Entretanto ocorre-me questionar se esta instalação será motivo para tanta polémica ou se as manobras de diversão para desviar as atenções dos problemas reais não continuam a ser um dos melhores recursos político-sociais. Afinal, que a UE não é um mar de rosas estamos carecas de saber. Que a arte é, na sua essência, provocatória e irónica, é um dado adquirido. Que todos os artistas almejam o reconhecimento universal, está implícito no trabalho que desenvolvem. Que a República Checa anda apagadita, já tínhamos reparado. E que Cerny era um ilustre desconhecido que saltou para a ribalta, é mais do que evidente. Bingo! E fim de história.

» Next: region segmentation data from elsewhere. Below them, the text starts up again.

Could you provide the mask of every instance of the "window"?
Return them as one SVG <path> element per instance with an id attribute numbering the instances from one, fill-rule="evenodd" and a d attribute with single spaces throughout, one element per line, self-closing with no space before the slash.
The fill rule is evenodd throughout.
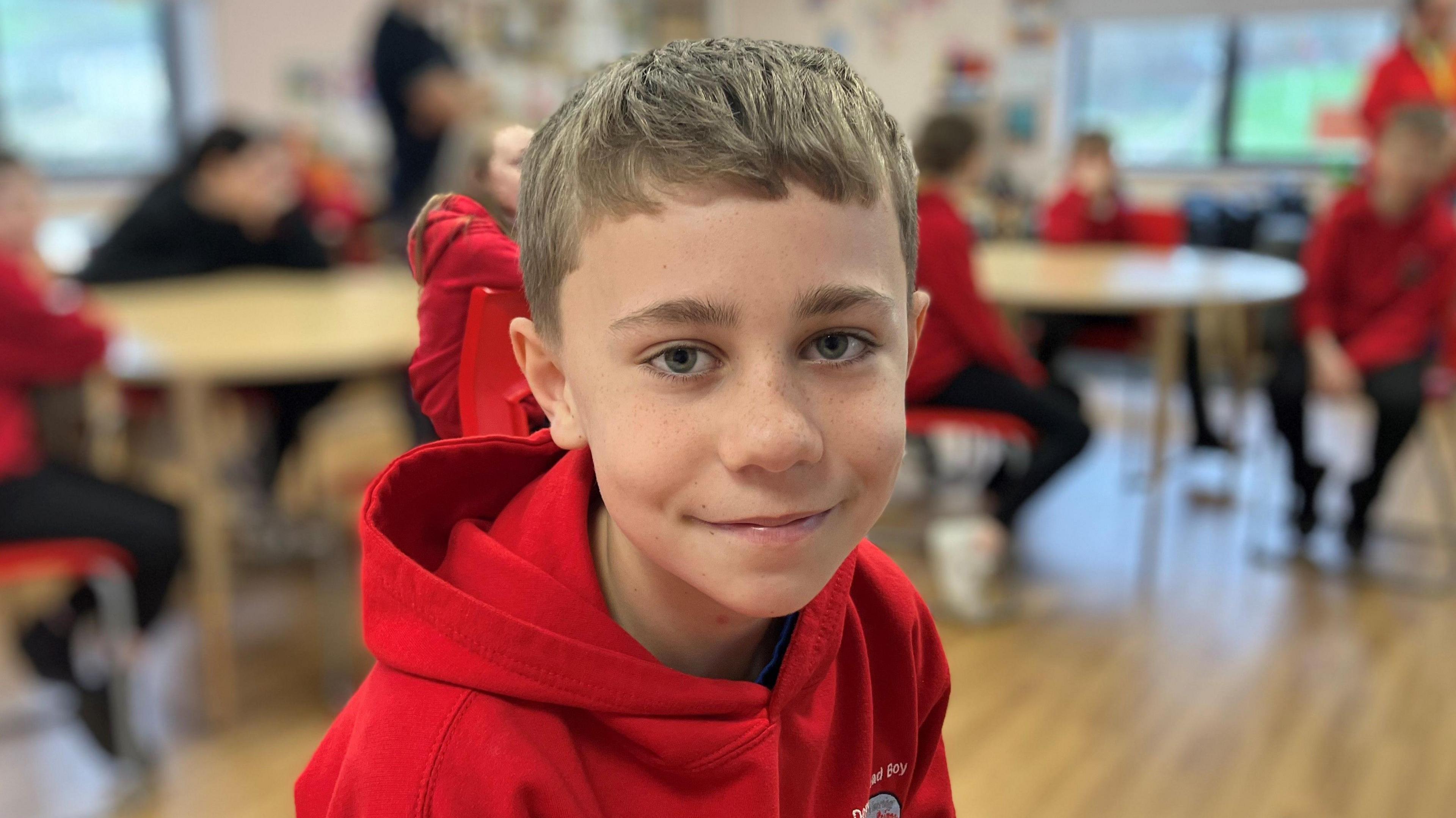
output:
<path id="1" fill-rule="evenodd" d="M 1252 162 L 1356 162 L 1369 65 L 1395 39 L 1385 12 L 1265 15 L 1239 26 L 1229 153 Z"/>
<path id="2" fill-rule="evenodd" d="M 1108 131 L 1128 164 L 1213 164 L 1227 32 L 1217 17 L 1088 26 L 1076 128 Z"/>
<path id="3" fill-rule="evenodd" d="M 61 176 L 153 173 L 176 151 L 160 0 L 0 0 L 0 138 Z"/>
<path id="4" fill-rule="evenodd" d="M 1069 122 L 1140 167 L 1358 162 L 1356 106 L 1388 10 L 1109 19 L 1070 41 Z"/>

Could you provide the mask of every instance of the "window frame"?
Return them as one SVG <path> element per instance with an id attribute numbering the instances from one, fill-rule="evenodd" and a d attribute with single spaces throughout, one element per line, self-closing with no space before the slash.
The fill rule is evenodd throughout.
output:
<path id="1" fill-rule="evenodd" d="M 153 13 L 157 16 L 157 31 L 162 45 L 162 60 L 167 83 L 167 159 L 160 167 L 146 169 L 95 169 L 95 170 L 79 170 L 79 169 L 64 169 L 48 166 L 41 162 L 35 162 L 36 170 L 45 175 L 47 179 L 55 182 L 134 182 L 137 179 L 150 179 L 160 173 L 166 173 L 167 167 L 176 162 L 183 148 L 183 121 L 182 112 L 185 109 L 185 100 L 182 99 L 182 60 L 181 60 L 181 44 L 179 44 L 179 25 L 178 25 L 178 3 L 172 0 L 156 0 L 156 9 Z M 3 45 L 0 45 L 3 48 Z M 9 141 L 9 127 L 7 116 L 3 109 L 0 109 L 0 144 Z M 25 157 L 29 160 L 29 157 Z"/>
<path id="2" fill-rule="evenodd" d="M 1340 12 L 1372 12 L 1392 15 L 1390 9 L 1382 6 L 1369 6 L 1358 9 L 1309 9 L 1307 13 L 1340 13 Z M 1197 163 L 1146 163 L 1146 162 L 1123 162 L 1123 166 L 1133 172 L 1140 173 L 1207 173 L 1210 170 L 1321 170 L 1328 167 L 1358 167 L 1363 160 L 1329 160 L 1329 159 L 1248 159 L 1239 157 L 1233 153 L 1233 116 L 1236 112 L 1238 93 L 1239 93 L 1239 79 L 1245 63 L 1243 54 L 1243 36 L 1242 32 L 1251 19 L 1259 16 L 1271 15 L 1277 12 L 1259 12 L 1259 13 L 1224 13 L 1211 15 L 1216 16 L 1224 26 L 1224 68 L 1223 77 L 1219 80 L 1219 108 L 1217 116 L 1214 118 L 1214 144 L 1217 150 L 1214 153 L 1214 160 L 1208 164 Z M 1077 132 L 1077 119 L 1080 111 L 1086 106 L 1088 98 L 1092 90 L 1091 71 L 1086 70 L 1088 61 L 1091 58 L 1091 29 L 1098 23 L 1108 22 L 1133 22 L 1133 20 L 1178 20 L 1178 19 L 1197 19 L 1208 17 L 1208 13 L 1188 13 L 1188 15 L 1115 15 L 1115 16 L 1098 16 L 1098 17 L 1080 17 L 1070 22 L 1067 26 L 1066 39 L 1066 65 L 1069 68 L 1069 76 L 1075 77 L 1069 83 L 1069 90 L 1066 95 L 1066 103 L 1063 111 L 1063 122 L 1066 124 L 1066 137 L 1070 138 Z"/>

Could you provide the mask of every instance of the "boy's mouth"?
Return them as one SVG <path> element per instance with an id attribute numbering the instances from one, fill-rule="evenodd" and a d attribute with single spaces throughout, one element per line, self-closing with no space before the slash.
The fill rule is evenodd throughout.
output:
<path id="1" fill-rule="evenodd" d="M 824 511 L 801 511 L 778 517 L 745 517 L 725 523 L 702 523 L 715 531 L 732 534 L 761 544 L 788 546 L 796 543 L 824 524 L 830 512 L 837 507 Z"/>

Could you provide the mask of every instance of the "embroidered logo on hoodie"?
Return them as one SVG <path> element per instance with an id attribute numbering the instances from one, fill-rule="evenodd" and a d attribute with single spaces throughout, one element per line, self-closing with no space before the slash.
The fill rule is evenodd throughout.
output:
<path id="1" fill-rule="evenodd" d="M 900 818 L 900 799 L 882 792 L 871 798 L 865 809 L 856 809 L 855 818 Z"/>

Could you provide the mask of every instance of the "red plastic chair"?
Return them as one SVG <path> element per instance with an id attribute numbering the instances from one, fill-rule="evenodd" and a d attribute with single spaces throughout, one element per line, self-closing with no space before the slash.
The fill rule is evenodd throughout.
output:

Para terminar a divagação Cernyana, houve mais dois trabalhos que considerei curiosos e cujas imagens se encontram aqui, no final.
O primeiro é um projecto que nunca se chegou a concretizar, segundo o autor por razões técnicas, e que data de 1996. Destinava-se ao World Trade Center e consistia em colocar o porta-aviões Intrepid, na altura ancorado no rio Hudson, sobre os tectos das torres gémeas de modo a formar a letra grega TT (pi). Dado o trágico incidente que ocorreu em 2001, é caso para pensar se Cerny não será um visionário, pois os aviões teriam aterrado em vez de embater nas torres. Just kiding!
O segundo é uma instalação permanente que se encontra na Galeria Futura, em Praga. Foi realizada em 2003 e mede cinco metros e vinte. Os arrojados trepadores enfiam a cabeça nos respectivos traseiros e visionam um filme em que um velhote enfia comida na boca de uma velhinha ao som de "We Are The Champions" dos Queen. Não sei o que é que o Freddy Mercury gostaria de enfiar no Cerny (talvez umas chapadas, talvez outras coisas, talvez nada) mas, pela parte que me toca, gostei de introduzir mais informação nos neurónios. E simpatizei com o indivíduo.